The Greeks and Romans took their prophesies from a woman who was high on the fumes of natural gas, say US geologists1. Geological surveys of the site of the Greek Temple of Apollo in Delphi reveal that the temple ruins lie over a fault cross that emits intoxicating vapours.

The oracle at Delphi made the site a major religious centre for 2,000 years. Greek and Roman rulers flocked there, seeking advice on private and political affairs. The oracle was originally sacred to the Earth goddess Gea; later, a temple was dedicated to the Greek god Apollo. The oracle was finally forbidden in AD 392 by the Christian emperor of Rome.

The Greek writer Plutarch, who, in the first century AD, served as a high priest of the temple, left clear records of how the oracle worked. It was spoken by a local woman - the Pythia - who entered a trance inside a small chamber, called the adyton. These trances occasionally deepened into delirium, even death.

In the adyton, Plutarch says, the Pythia inhaled vapours from a fissure or spring. He describes the fumes as sweet-smelling, like perfume. Despite his priestly role, Plutarch was canny about the origin of the gases, speculating that they issued from the rocks below and might be affected by nearby earthquakes.

But when the temple was excavated in the nineteenth century, archaeologists found no fissure or vapour emissions, leading some to wonder whether the legendary intoxicating fumes may have been inspired by other nearby geological features. 

Last year, geologist Luigi Piccardi in Florence, Italy, suggested that the idea for the myhthical chasm might have been prompted by a rupture opened up by a massive earthquake in the region, similar to the one in 373 BC that destroyed nearby cities on the Gulf of Corinth.2. 

Now Jelle de Boer of Wesleyan University in Connecticut, USA, and co-workers have discovered a previously unknown geological fault passing straight through the Sanctuary and Temple of Apollo. The fault is punctuated by active and dried-up springs. Indeed, there was an ancient spring house in the sanctuary right on the fault line.

The new-found fault crosses the long-known Delphi fault, apparently right below the temple. This crossing makes the bitumen-rich limestone there more permeable to gases and groundwater. 

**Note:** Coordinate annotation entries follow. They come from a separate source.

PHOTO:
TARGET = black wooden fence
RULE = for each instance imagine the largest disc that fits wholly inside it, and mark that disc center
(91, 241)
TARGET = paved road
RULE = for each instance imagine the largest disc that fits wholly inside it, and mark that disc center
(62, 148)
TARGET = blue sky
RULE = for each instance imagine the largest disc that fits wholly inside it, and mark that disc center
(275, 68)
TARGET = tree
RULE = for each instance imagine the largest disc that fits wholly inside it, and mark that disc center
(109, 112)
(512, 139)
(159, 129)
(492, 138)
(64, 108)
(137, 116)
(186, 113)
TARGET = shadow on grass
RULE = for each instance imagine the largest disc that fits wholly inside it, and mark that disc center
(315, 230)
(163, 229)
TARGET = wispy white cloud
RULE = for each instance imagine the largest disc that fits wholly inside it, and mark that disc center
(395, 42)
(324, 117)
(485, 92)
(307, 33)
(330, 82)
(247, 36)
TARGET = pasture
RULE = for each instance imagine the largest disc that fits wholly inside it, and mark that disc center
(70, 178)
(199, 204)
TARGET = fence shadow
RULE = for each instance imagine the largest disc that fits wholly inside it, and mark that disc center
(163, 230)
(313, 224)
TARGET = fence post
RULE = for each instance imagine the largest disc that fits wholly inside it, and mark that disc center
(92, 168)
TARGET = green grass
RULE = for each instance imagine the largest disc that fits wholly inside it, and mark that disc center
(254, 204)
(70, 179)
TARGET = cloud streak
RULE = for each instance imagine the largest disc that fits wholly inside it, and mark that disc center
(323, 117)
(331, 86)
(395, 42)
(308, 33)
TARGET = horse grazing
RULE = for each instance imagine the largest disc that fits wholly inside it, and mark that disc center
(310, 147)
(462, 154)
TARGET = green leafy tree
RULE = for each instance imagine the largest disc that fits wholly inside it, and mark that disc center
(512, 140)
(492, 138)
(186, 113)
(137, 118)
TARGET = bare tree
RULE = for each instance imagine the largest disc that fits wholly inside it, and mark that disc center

Seismic activity on the faults could have heated up these deposits, releasing light hydrocarbon gases, the researchers speculate. Indeed, water from a spring northwest of the temple contains methane, they report - and, even more intriguingly, traces of ethylene.

Ethylene, a sweet-smelling gas, stimulates the central nervous system - it was once used as an anaesthetic. Although fatal in large quantities, small doses produce a floating sensation and euphoria. In other words, just what an oracle needs to start having visions.


----------